On the Horror of War
Updated: Sep 6, 2018
Among a few photographs of family members I have on my desk is one of two half-brothers of my paternal grandmother; Louis and Douglas Solomon. The photograph was taken in October 1915 in the Strand Studio, London while they were in England recuperating from injuries sustained in the Gallipoli debacle. In the photograph the two boys appear young, fresh-faced
but pensive and somewhat subdued, rather different, I would imagine, from how they might have appeared in a photograph taken a year earlier before they had experienced the horrors of war.
Louis, served in the 2nd Field Ambulance and was wounded on 22 August 1915. He may have participated in the Battle of Hill 60, which had been launched the day before. It was the last major assault of the Gallipoli Campaign. On the day he was wounded, the attack had been reinforced by the Australian 18th Battalion, which consisted of newly arrived troops who were inexperienced and ill-equipped. Attacking at dawn and using only bayonets, they suffered 383 casualties. After his recuperation Louis remained in service. He subsequently served in France where he was injured again on 23 March 1918.
Douglas was a reinforcement in the 10th Battalion.
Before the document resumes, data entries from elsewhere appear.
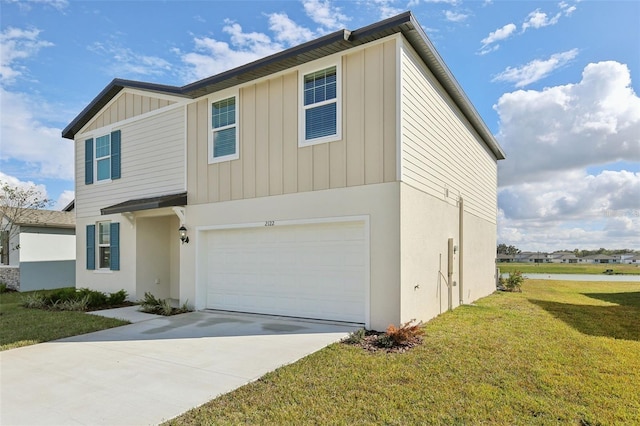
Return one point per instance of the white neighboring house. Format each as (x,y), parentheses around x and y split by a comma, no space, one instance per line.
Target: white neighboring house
(41,251)
(348,178)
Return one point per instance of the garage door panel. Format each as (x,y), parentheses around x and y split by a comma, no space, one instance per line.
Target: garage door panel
(314,271)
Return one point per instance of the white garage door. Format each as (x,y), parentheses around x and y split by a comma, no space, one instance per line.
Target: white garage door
(309,271)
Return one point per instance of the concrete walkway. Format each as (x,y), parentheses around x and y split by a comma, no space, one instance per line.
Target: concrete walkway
(150,371)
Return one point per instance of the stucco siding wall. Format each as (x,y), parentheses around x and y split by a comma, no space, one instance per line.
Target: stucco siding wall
(106,280)
(45,275)
(441,153)
(426,225)
(377,202)
(271,163)
(153,153)
(46,247)
(156,242)
(126,105)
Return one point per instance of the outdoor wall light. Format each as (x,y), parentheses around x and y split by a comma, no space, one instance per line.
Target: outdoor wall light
(183,234)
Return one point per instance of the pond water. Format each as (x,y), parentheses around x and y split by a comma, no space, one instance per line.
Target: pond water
(581,277)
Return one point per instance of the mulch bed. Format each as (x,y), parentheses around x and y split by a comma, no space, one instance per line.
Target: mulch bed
(371,343)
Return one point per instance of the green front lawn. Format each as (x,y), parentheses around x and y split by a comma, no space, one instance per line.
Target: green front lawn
(568,268)
(21,326)
(560,352)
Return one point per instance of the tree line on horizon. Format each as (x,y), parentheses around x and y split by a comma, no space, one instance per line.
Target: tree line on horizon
(513,250)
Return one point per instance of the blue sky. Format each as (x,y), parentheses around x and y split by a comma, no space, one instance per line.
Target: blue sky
(555,81)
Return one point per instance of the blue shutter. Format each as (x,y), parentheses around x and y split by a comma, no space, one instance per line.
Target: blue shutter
(91,247)
(321,121)
(88,161)
(115,246)
(115,154)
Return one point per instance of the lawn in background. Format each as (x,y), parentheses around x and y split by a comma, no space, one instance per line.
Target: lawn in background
(569,268)
(22,327)
(560,352)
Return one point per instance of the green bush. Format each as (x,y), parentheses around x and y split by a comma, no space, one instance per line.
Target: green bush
(61,295)
(513,282)
(117,298)
(34,301)
(70,299)
(355,337)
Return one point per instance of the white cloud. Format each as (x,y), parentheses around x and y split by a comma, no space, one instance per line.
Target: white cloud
(547,199)
(537,19)
(574,210)
(569,127)
(535,70)
(16,45)
(455,16)
(123,62)
(39,148)
(499,34)
(325,14)
(64,199)
(287,31)
(213,56)
(385,7)
(566,8)
(17,183)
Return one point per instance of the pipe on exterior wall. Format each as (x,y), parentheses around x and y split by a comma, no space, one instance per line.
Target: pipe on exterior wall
(461,250)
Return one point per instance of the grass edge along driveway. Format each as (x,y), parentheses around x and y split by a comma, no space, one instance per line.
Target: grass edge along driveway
(22,327)
(560,352)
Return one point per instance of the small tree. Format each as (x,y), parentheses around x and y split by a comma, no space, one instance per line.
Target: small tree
(17,205)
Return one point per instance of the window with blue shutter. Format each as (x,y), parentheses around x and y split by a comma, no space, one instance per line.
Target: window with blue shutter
(91,247)
(320,106)
(88,161)
(115,246)
(224,137)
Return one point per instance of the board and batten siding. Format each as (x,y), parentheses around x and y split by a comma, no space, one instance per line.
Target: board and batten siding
(271,163)
(153,163)
(127,105)
(441,152)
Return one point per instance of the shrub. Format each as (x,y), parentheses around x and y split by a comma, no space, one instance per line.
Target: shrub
(61,295)
(34,301)
(4,288)
(513,282)
(403,335)
(96,299)
(355,337)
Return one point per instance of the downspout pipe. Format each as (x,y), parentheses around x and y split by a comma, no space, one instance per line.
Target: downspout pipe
(461,251)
He is recorded as having fallen ill, probably with dysentery or typhoid fever, both of which were rife among members of the battalion, and on 13 July 1915 he suffered a back injury. But his early discharge in 1916 at which time he is recorded as suffering from "shell-shock and loss of power of limbs" is rather more telling. Shell shock was a new "disease" in 1915, increasingly common but hardly understood. Soldiers suffering from it were often returned to the battlefield, and on occasion were put on trial and even executed, for cowardice or desertion.
The horrors of the First and Second World Wars and of more recent conflicts, being nearer to us in time and so much more extensively recorded, often seem somehow more appalling than battles of the more remote past. A photograph of rotting bodies lying in a muddy trench in Flanders, even if somewhat distanced by shades of sepia, still evokes a deeper emotion than do many battlefield accounts in ancient sources. But every so often the emotion comes through in words so powerful as to rudely jerk us into the reality they describe. Here is an account of Hattin after the battle was over, written by Imad ad-Din, a historian who accompanied Saladin on his expedition against the Franks in 1187:
The dead were scattered over the mountains and valleys, lying immobile on their sides. Hittīn shrugged off their carcasses, and the perfume of victory was thick with the stench of them. I passed by them and saw the limbs of the fallen cast naked on the field of battle, scattered in pieces over the site of the encounter, lacerated and disjointed, with heads cracked open, throats split, spines broken, necks shattered, feet in pieces, noses mutilated, extremities torn off, members dismembered, parts shredded, eyes gouged out, stomachs disembowelled, hair covered with blood, the praecordium slashed, fingers sliced off, the thorax shattered, the ribs broken, the joints dislocated, the chests smashed, throats slit, bodies cut in half, arms pulverized, lips shrivelled, foreheads pierced, forelocks dyed scarlet, breasts covered with blood, ribs pierced, elbows disjointed, bones broken, tunics torn off, faces lifeless, wounds gaping, skin flayed, fragments chopped off, hair lopped back skinless, bodies dismembered, teeth knocked out, blood spilt, life’s last breath exhaled, necks lolling, joints slackened, pupils liquefied, heads hanging, livers crushed, ribs staved in, heads shattered, breasts flayed, spirits flown, their very ghosts crushed; like stones among stones, a lesson to the wise. (translation from F. Gabrieli, Arab Historians of the Crusades, London, 1957, p. 135).